Warps, Wefts and Knots
6 December 2021 | Kim
Ever wondered what Warps, Wefts and Knots are in Oriental Rugs? Here is an explanation:
Together with the weft it forms the foundation of the rug. It is the name given to the threads which stretch lengthways between the beams of the loom, whether horizontal or vertical. In nomad rugs the warp is wool, while in others it can be of cotton or more rarely of silk. The surplus warp at each end of the rug or carpet forms the fringe.

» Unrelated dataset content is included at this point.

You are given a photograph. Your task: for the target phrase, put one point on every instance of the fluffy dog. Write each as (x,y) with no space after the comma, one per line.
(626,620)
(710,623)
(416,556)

The weft is the thread that is woven in and out across the warp between rows of knots. Varying between one to three or four rows, depending on where the rug is made, its purpose is to hold the knots firmly in place. The threads of the weft are pushed firmly against the knots by being beaten with a comb-beater.
There are two knots common to hand-knotted rugs, whether Persian, Turkish, Turkoman, Caucasian, Indian, Tibetan, or Chinese. They are the Ghiordes and Senneh - the former named after a town in Turkey and the latter after a town in Persia. They are also referred to simply as the Turkish or Persian knot. A strange fact is that although the Persian knot is named after the town of Senneh, the majority of rugs from that town are made with the Ghiordes knot! Generally, however, Turkish rugs are made with the Ghiordes and Persian with the Senneh. The Ghiordes is also used in the Caucasus and by the Turkoman tribes.
The Ghiordes knot is symmetrical and is formed by looping the woollen yarn around two adjacent threads and drawn up between them as shown below:
The Symmetrical Turkish Ghiordes Knot
The Senneh or Persian knot is asymmetrical and is formed by looping the pile yarn under one warp and over and under the adjacent warp, the ends pulled upwards, one end between each warp.
One Version Of The Asymmetrical Persian Senneh Knot
Another Version Of The Asymmetrical Persian Senneh Knot
By examining the pile of the carpet (brushing sideways) and scrutinising the back, it is possible to identify the knot used, the nature of the warp, and the weave pattern, i.e. the relationship of the wefts to the knots.